Home sellers step up as last-resort lender to poor-credit buyers
Sue and Douglas Reed knew no bank would give them a mortgage — not with a bankruptcy and two foreclosures fresh in their credit history.
They turned to Hilarie Walters, whose childhood home on 15 acres in Marshall, Mich., had been on the market since 2009.
The unemployed single mother of twins agreed in December to sell the property to the Reeds for $105,000.
She also consented to a risky payment plan that in effect makes her the couple's mortgage lender.
Financing provided by home sellers, popular in the 1980s when mortgage rates reached 18 percent, is making a comeback in markets such as Michigan that have been hit hard by foreclosures and where tightening lending standards and years of economic distress have drained the pool of creditworthy buyers.
For a small, but growing number of people, it's the only way to get a deal done.
"This is the American dream, and we're going for it no matter what," said Sue Reed, 56, who sells snacks from a trailer at estate auctions and going-out-of-business sales.
"We'll either make it or it will break us."
Last year, 52,991 U.S. homes were purchased with various forms of owner financing, up 56 percent from 2008, said Realtors Property Resource, a subsidiary of the National Association of Realtors. Such deals accounted for 1.5 percent of all transactions in 2010.
"Anytime the market is in this much trouble, people have to find ways to get it to function," said Dennis Capozza, a professor of finance at the University of Michigan.
Capozza has direct experience with seller financing: He purchased a friend's foreclosed home a couple of years ago and allowed him to buy it back in installments.
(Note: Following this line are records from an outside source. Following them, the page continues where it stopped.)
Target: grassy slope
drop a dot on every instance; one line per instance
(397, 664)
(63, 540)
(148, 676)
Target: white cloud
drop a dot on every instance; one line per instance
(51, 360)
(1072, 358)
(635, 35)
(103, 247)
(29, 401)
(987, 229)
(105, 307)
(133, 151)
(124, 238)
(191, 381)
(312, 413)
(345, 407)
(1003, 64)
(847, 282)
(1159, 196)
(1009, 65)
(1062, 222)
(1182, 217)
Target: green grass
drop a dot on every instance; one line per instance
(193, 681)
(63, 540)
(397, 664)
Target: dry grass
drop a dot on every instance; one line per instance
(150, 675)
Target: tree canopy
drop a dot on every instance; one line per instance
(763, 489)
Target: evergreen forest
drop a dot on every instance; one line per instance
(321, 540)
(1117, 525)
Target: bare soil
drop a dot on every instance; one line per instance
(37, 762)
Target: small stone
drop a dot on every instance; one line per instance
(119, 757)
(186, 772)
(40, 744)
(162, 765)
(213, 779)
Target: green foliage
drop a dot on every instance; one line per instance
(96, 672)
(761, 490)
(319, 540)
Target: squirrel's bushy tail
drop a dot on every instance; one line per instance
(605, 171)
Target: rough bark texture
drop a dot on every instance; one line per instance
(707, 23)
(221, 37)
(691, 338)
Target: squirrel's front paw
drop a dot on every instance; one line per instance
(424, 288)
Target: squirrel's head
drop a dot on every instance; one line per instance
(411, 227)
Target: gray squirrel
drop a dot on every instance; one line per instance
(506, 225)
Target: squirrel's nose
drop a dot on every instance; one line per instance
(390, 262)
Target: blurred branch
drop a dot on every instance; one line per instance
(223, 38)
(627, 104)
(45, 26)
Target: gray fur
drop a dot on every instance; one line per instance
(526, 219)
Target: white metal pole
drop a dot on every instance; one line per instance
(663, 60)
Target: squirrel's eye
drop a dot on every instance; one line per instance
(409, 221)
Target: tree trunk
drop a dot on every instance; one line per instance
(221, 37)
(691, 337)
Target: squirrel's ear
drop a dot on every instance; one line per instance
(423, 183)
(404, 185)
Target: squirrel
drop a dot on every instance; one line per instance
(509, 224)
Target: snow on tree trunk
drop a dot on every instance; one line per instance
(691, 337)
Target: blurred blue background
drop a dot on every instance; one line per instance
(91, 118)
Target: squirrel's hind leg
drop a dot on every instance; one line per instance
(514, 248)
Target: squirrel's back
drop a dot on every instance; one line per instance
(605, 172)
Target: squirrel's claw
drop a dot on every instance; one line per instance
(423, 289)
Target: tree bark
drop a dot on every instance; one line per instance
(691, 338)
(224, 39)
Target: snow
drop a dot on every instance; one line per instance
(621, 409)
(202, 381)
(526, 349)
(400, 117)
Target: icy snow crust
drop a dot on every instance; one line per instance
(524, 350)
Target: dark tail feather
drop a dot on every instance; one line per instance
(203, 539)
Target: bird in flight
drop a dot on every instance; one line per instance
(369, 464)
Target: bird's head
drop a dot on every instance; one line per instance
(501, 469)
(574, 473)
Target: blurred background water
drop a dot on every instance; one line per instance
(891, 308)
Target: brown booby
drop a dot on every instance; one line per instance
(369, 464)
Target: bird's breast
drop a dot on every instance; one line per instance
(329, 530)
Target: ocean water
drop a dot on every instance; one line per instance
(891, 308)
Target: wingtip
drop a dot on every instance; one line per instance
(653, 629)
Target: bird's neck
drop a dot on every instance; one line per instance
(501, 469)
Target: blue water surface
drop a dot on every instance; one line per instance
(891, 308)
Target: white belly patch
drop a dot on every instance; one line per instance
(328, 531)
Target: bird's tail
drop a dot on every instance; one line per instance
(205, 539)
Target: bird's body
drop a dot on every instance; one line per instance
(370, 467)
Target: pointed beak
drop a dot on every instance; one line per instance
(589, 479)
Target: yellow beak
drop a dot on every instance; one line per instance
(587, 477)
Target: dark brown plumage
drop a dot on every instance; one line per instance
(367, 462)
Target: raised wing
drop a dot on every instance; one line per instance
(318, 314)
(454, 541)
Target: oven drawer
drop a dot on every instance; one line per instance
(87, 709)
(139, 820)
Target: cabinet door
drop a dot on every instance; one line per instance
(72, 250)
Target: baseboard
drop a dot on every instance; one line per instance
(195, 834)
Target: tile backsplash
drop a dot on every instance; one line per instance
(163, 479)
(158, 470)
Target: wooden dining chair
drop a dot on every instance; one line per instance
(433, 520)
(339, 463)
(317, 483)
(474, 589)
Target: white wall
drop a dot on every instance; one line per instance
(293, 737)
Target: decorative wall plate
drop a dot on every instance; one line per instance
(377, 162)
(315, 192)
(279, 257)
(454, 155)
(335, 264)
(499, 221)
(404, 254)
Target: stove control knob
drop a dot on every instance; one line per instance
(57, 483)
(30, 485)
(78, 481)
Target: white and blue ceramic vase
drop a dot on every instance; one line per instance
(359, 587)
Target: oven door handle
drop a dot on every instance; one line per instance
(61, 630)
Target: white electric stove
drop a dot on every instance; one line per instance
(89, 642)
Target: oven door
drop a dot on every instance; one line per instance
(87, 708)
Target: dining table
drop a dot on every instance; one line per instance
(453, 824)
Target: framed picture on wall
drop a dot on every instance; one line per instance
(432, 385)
The Reeds are using an increasingly popular form of seller financing known as a land contract, also called a contract for deed, in which the buyer takes immediate possession of the house and the seller holds legal title until the debt is paid.
Down payments, interest rates and other terms of land contracts are subject to negotiation.
There is often a balloon payment in five or 10 years, when the buyer must find a way to pay back the seller or risk losing the house and the money already put in.
The Reeds put down $25,000 and make monthly payments of $565, reflecting a 7 percent interest rate amortized over 30 years, with the full balance due in five years.
Walters, who lost her job as an automobile engineer in 2008, the same year she inherited the ranch, hopes the Reeds can pay off the loan sooner.
"They're paying me interest every month, but I'd rather have the money and be done with it," said Walters. "It does make me nervous."
The risks in such deals are significant for both buyer and seller, said Jason Hoffman, a real-estate attorney in Faribault, Minn., who calls the participants "hope-ortunists."
"Each of them is seeking an advantage in an otherwise difficult situation, and they're hoping everything will work out as envisioned," Hoffman said. "It's an act of faith."
Most mortgages contain a "due on sale clause," meaning the lender can call the loan if the home is transferred.
While community banks sometimes grant exceptions, many homeowners take their chances, hoping lenders won't ask questions as long as the payments stream in, he said.
A buyer in this arrangement has little protection if the seller goes into bankruptcy or loses the property to foreclosure, Hoffman said.
The seller's risk is that the borrower won't qualify for a bank mortgage when the land contract comes due, he said.
And a continuing drop in home prices can imperil the deal for both sides, he said.
Mark Cook, 30, a real-estate agent in Lake City, Fla., said he sees an untapped market in the millions of homeowners whose credit has been ruined by a foreclosure or short sale.
More than 3 million homes have been repossessed since 2006, according to RealtyTrac, an Irvine, Calif.-based data seller.
Cook said he is working with a Canadian investor who bought and renovated four homes in Florida since September, selling them for a premium to buyers needing financing.
They market homes to buyers with foreclosures in their credit history, along with second-home purchasers and self-employed borrowers who don't show enough income on their tax returns to qualify for traditional financing, he said.
Cook offers an interest rate of 9.95 percent and balloon payment after seven years to buyers who can put down 20 percent in cash.
"We are advertising in markets that are cheap and we're satisfying the consumer's appetite for a bargain," Cook said.
"Assuming you're not creditworthy and have cash, we are your avenue for buying a home."